Мой миленочек не глуп,
Завернул меня в тулуп.
К стеночке приваливал,
Замуж уговаривал.

В правой руке у него болталась авоська с разноцветными пустыми бутылками. Они позвякивали и сверкали на солнце, как драгоценные камни. Поравнявшись со мной, он снова пропел тот же куплет и оглянулся. Позади него, не нагоняя и не отставая, шел другой, пожилой, медведовец в длинном синем плаще и кожаной фуражке, надетой глубоко и прямо, как каска. Она и отсвечивала по-железному.

– Посидим-подымим? – окликнул его передний на высокой песенной ноте, не переставая размахивать авоськой, и я решил, что он – «дядька» на чьей-нибудь свадьбе и телогрейка тут ни при чем. Он остановился и весело ждал, а тот, в плаще, шагал прямо на него и, сойдясь, скрипуче сказал:

– Продулся? На закурку нету?

Такие коростельные голоса и прокисшие лица бывают у больных язвой прямой кишки, – я давно это заметил: почему-то им нехорошо бывает в ясные весенние дни и в праздники. Язвенник сказал и пошел, и в утренней тишине, перевитой петушиными запевами, я отчетливо слышал сухой скрип его крепких хромовых сапог. На моего свадебного «дядьку» жалко было смотреть, – он стоял и смущенно разглядывал авоську, и вдруг ловко перебросил ее в левую руку, а правую сунул в карман телогрейки и достал пачку «Севера». Папиросу он забрал из пачки зубами и пошел мимо «Волги» ко мне на гривку.

– Привет! – сказал он, будто мы вчера только расстались. – Завяз, говоришь, по самую ступицу?

– По самую, – сказал я.

Он сел рядом и закурил, запрокидывая голову после каждой затяжки, – так птицы пьют воду, – сладко щурясь и собирая пучочки резвых морщинок в уголках глаз.
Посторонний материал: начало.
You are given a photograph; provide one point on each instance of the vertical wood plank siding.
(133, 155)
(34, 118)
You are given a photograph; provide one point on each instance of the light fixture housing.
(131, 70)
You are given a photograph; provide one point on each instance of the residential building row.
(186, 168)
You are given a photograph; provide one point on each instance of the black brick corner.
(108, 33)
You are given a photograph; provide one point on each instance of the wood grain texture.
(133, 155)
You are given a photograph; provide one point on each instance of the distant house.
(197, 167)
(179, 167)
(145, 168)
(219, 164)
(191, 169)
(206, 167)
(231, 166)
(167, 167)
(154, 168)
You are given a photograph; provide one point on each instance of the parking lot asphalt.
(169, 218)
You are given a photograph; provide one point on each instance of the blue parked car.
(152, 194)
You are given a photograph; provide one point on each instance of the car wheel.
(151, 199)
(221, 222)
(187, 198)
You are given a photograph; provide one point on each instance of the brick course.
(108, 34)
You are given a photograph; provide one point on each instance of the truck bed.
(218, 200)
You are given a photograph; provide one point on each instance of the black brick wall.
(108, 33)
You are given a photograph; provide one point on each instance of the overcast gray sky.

Морщинки эти он нажил, видать, не годами, а смехом, хотя я не мог определить, сколько ему лет – двадцать четыре или тридцать.

– Грибановская? – спросил он, кивнув на «Волгу».

– Нет, прокатная, – сказал я, а он восторженно посмотрел на меня и захохотал, ткнув рукой в сторону уходившего человека в плаще:

– А Самойленка подумал – ха-ха-ха, – что это бывшая его… Точно такая ж! Грибанов теперь ездит. А у этого запор от зависти!

Я все понял и хохотал вместе: Самойленко – бывший райначальник.

– Что он теперь делает? – спросил я.

– Самойленка? Пенсию получает и обижается…

В канаву под провисшие задние колеса «Волги» мы принесли от сруба щепы и слег, потом подрыли кромку дороги и освободили диффер. В центре Медведовки, перед тем как выйти из машины, веселый парень посигналил призывно, озорно – для невидимого Самойленки, конечно…

Конец апреля в наших местах похож на бабье лето. Ласковой прохладой воздуха похож, лоснящимися дорогами, мотками паутины в полях и на выгонах, розовым светом утренних и вечерних зорь. В апреле и в августе у нас далеко проглядывается мир, километров на пятнадцать проглядывается, а дальше – там начинается тогда слепяще-синяя зыбь марева – таинственная, зубчато текучая и манящая, как океан.

Вправо и влево от дороги в полях бесшумно елозили крошечные тракторы, а следом за ними рассыпным строем, то и дело кланяясь, ходили маленькие бабы, повязанные белыми платками, в белых чулках и передниках, и это делало их похожими на чибисок.

Я ехал предельно медленно и почти не управлял машиной, а впереди посередине дороги шел высокий старик с желтым, как бублик, отполированным посошком. Он шел степенно, прямо, не глядя по сторонам. На нем были зимняя шапка, рыжий поярковый пиджак с широким хлястиком, усаженным четырьмя золотыми офицерскими пуговицами, белые шерстяные чулки по самые коленки и новые калоши. Они трепетно посверкивали, будто из-под ног старика все время вспархивали и никак не могли улететь два грача. Я не мог объехать его – слева и справа росли зеленя, и ему нельзя было посигналить – он о чем-то думал, а может, просто шел и радовался новой весне. Сигналить тут было нельзя, и я притормозил и отпустил его метров на пятьдесят, потом хлопнул дверкой. Старик оглянулся, сошел с дороги и переложил посошок из левой в правую руку. Он стоял и ждал, пока я проеду.